INTRODUCTION

 A number of articles, studies and extensive monographs have been written about Josif Pancic, one of the most distinguished European botanists of the last century. Last year, his collected works, consisting of 12 books, were published, in Serbian (the Publishing House for Textbooks and Teaching Aids, Belgrade). However, this is a short virtual presentation in pictures and words of his life road, his scientific and educational work and a host of new plants which Pancic, in addition to famous Serbian spruce, reported to global science.

In addition to these, more or less known matters, this time our and global public will get to know in details Pancic’s most significant legacy, i.e. his herbarium that seems to contribute more to his grandeur than do his written works and description of his new species. Herbarium Pancicianum presents per se the subject matter of significant scientific researches and a field of new discoveries. Besides, it is a collection offering to botanical science not only many taxonomic and systematic solutions but also an insight into the state of plant life in this part of Europe in the past, warning us of dangers that might cause the disappearance of this wonderful world in the future.

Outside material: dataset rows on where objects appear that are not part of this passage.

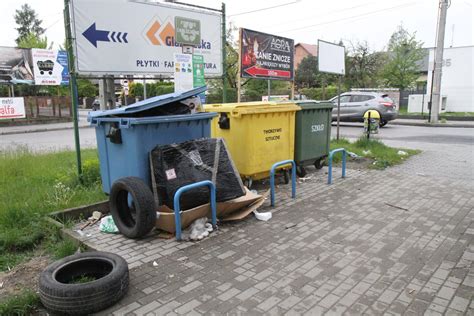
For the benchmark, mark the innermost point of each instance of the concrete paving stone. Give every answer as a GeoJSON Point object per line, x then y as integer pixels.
{"type": "Point", "coordinates": [446, 293]}
{"type": "Point", "coordinates": [343, 240]}
{"type": "Point", "coordinates": [460, 304]}
{"type": "Point", "coordinates": [329, 300]}
{"type": "Point", "coordinates": [289, 302]}
{"type": "Point", "coordinates": [228, 294]}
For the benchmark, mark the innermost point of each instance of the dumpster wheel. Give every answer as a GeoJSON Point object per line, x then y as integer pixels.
{"type": "Point", "coordinates": [135, 218]}
{"type": "Point", "coordinates": [248, 182]}
{"type": "Point", "coordinates": [83, 283]}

This presentation is intended to both "common" users of the Internet - who use this means of communication not only to learn something new but also to broaden their knowledge in easier and quicker way – and to the global botanical public. It is not conceived as publication incorporating its authors’ definite scientific judgements on the status of Pancic's taxa and the importance of his work. It is devised -111 years after the death of the giant of our natural sciences - as an attempt to establish, through Josif Pancic and his herbarium legacy, more lively and more fruitful communication between European and Serbian botanical botanists.

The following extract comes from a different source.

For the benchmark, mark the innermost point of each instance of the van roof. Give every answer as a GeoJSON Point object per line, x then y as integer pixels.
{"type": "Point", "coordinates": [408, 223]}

Besides, this presentation is intended to be a stimulus to all admirers of their great ancestors to form similar sites, enabling in that way that interested people from all over the world get to know the works of the most renowned scientists representing solid foundations of global botanical science.

Moreover, we believe that this presentation successfully promotes the idea about "electrotypes". Nowadays one can find worldwide - on computers of botanical institutions and personal computers  - a host of quality electronic images. These "virtual electronic types" seem to preserve the identity of the species better than all measures of precautions their true type specimens in herbarium collections are subjected to.